Zero-Downtime Patching in Lakebase Half 1: Prewarming


Guaranteeing buyer databases are all the time out there is likely one of the most vital issues we do in Lakebase. We’ve designed the system with redundancy at each stage, routinely failing over and recovering your database within the occasion of {hardware} or software program failures.

In a large-scale system, such unplanned failures are a statistical expectation, however for a person database, they’re not that frequent. For a person database, deliberate upkeep tends to trigger extra workload disruption. In any case, a typical database is patched extra continuously than it experiences {hardware} failure.

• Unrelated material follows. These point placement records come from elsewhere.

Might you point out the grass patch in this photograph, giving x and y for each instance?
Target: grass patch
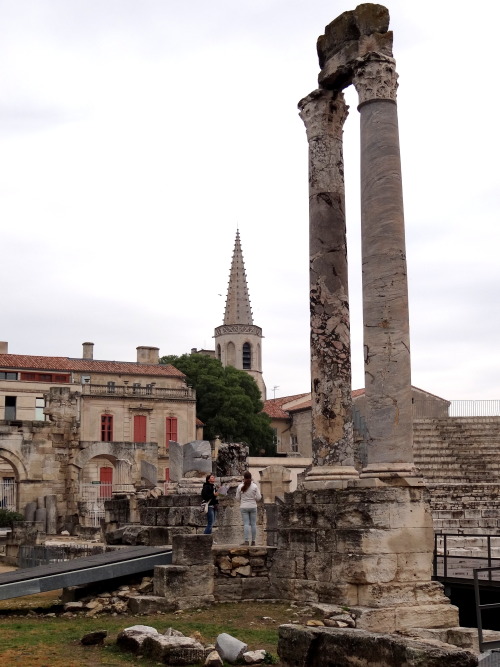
(40, 641)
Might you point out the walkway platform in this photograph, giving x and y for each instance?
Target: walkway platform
(101, 567)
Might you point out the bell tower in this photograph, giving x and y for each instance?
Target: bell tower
(238, 340)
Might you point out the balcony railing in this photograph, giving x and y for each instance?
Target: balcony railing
(147, 391)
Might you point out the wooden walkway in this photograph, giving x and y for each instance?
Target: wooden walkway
(109, 565)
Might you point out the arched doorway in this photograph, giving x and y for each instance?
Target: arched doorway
(96, 486)
(8, 486)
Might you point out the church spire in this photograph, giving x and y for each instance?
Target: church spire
(238, 342)
(238, 310)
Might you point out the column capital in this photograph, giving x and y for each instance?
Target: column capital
(375, 78)
(324, 113)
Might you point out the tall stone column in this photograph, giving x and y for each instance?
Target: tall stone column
(385, 290)
(324, 113)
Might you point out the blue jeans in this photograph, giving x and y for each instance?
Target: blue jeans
(210, 520)
(249, 516)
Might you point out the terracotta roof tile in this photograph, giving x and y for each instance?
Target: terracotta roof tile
(28, 362)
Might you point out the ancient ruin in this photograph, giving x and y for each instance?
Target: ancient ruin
(362, 540)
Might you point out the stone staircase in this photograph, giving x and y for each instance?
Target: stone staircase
(459, 458)
(458, 450)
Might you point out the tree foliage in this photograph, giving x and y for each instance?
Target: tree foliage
(227, 401)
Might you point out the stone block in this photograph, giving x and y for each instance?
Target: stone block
(192, 549)
(173, 650)
(366, 569)
(197, 457)
(394, 541)
(175, 461)
(427, 616)
(303, 647)
(414, 567)
(174, 581)
(228, 590)
(229, 648)
(150, 604)
(255, 588)
(132, 639)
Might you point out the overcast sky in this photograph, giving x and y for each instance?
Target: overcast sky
(136, 135)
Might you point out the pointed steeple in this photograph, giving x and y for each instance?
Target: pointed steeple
(238, 342)
(238, 310)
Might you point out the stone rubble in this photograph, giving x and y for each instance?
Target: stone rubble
(173, 648)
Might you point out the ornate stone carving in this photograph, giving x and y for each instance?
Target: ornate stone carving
(375, 78)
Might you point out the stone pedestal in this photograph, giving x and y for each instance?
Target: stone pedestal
(367, 548)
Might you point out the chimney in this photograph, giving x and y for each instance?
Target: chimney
(148, 355)
(88, 350)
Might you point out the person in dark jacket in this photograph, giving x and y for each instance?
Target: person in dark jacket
(209, 495)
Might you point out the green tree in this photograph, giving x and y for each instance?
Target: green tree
(227, 401)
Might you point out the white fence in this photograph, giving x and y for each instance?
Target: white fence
(92, 496)
(8, 495)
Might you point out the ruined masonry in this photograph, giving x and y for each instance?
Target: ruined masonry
(364, 540)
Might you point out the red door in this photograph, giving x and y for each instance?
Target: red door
(106, 479)
(139, 428)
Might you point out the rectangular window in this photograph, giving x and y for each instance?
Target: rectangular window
(106, 479)
(45, 377)
(39, 406)
(10, 408)
(7, 375)
(171, 429)
(106, 428)
(139, 428)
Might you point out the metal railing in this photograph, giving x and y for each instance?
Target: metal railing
(39, 554)
(8, 495)
(445, 565)
(91, 500)
(147, 391)
(436, 409)
(483, 645)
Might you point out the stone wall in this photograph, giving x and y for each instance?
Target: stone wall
(180, 514)
(242, 573)
(458, 450)
(366, 548)
(468, 508)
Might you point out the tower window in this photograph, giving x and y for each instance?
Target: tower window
(106, 428)
(247, 356)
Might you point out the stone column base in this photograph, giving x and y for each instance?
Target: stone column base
(330, 477)
(404, 474)
(401, 619)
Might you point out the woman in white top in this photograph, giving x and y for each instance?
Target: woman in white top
(248, 494)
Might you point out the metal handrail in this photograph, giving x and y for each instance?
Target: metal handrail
(446, 557)
(480, 607)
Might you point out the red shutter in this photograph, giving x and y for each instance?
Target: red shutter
(106, 479)
(106, 428)
(171, 429)
(139, 428)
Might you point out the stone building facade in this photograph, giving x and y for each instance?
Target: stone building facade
(83, 428)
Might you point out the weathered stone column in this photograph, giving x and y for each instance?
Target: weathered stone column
(122, 481)
(385, 290)
(324, 113)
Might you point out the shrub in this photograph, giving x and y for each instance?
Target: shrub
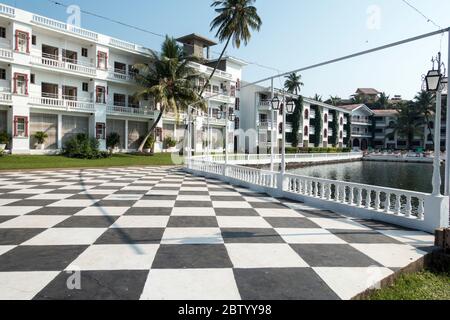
(113, 140)
(40, 137)
(169, 142)
(5, 138)
(83, 147)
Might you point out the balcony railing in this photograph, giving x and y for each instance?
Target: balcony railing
(57, 25)
(5, 97)
(145, 111)
(54, 62)
(63, 104)
(7, 10)
(6, 54)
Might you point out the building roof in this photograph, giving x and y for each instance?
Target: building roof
(367, 91)
(194, 36)
(385, 113)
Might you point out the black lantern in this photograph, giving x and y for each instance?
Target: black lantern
(275, 103)
(290, 107)
(433, 80)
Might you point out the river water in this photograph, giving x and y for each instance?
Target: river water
(406, 176)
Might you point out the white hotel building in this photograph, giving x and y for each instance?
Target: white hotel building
(65, 80)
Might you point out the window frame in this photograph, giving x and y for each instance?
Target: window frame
(18, 120)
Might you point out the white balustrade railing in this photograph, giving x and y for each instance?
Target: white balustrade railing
(7, 10)
(6, 54)
(72, 105)
(410, 209)
(58, 25)
(58, 64)
(379, 199)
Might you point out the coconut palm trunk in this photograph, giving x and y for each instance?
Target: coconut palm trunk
(151, 130)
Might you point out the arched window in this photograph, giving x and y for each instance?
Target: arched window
(237, 123)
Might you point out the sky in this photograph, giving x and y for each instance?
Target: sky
(295, 34)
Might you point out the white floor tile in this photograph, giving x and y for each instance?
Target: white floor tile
(23, 285)
(391, 255)
(16, 211)
(349, 282)
(192, 236)
(154, 204)
(102, 211)
(413, 238)
(305, 236)
(30, 222)
(115, 257)
(243, 222)
(232, 204)
(264, 256)
(74, 203)
(193, 212)
(191, 284)
(66, 236)
(141, 222)
(338, 224)
(279, 213)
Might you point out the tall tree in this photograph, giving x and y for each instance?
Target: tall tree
(234, 21)
(408, 122)
(425, 102)
(168, 79)
(293, 83)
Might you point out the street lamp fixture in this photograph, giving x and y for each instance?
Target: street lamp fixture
(290, 107)
(433, 80)
(275, 104)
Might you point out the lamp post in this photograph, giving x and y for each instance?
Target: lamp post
(433, 82)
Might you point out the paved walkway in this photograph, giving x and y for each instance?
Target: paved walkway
(150, 233)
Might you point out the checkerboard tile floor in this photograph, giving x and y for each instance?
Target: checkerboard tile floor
(152, 233)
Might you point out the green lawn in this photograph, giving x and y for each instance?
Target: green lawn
(425, 285)
(16, 162)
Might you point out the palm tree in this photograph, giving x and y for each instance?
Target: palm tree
(169, 81)
(425, 101)
(293, 83)
(383, 101)
(408, 122)
(235, 19)
(335, 101)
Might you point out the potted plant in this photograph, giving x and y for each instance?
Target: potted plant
(150, 144)
(113, 142)
(169, 143)
(40, 139)
(5, 138)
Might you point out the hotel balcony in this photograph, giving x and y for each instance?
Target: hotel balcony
(65, 104)
(5, 96)
(6, 54)
(208, 71)
(130, 110)
(54, 62)
(360, 121)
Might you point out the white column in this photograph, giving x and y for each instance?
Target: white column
(126, 134)
(283, 144)
(272, 120)
(437, 148)
(59, 132)
(447, 148)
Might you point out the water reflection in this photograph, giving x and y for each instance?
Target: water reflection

As we speak, practically each database supplier operates with upkeep home windows: intervals the place your database severs all energetic connections and will get up to date and restarted in a course of that may take wherever from a couple of seconds to minutes. Whereas Lakebase allows you to schedule updates at a time that is optimum for you, it is nonetheless a quick interruption when it occurs.

We expect we will do higher. This weblog publish is the primary in a sequence on how we’re leveraging the lakebase structure to get rid of the impression of deliberate upkeep totally. Our objective: make model updates and safety patches utterly unnoticeable.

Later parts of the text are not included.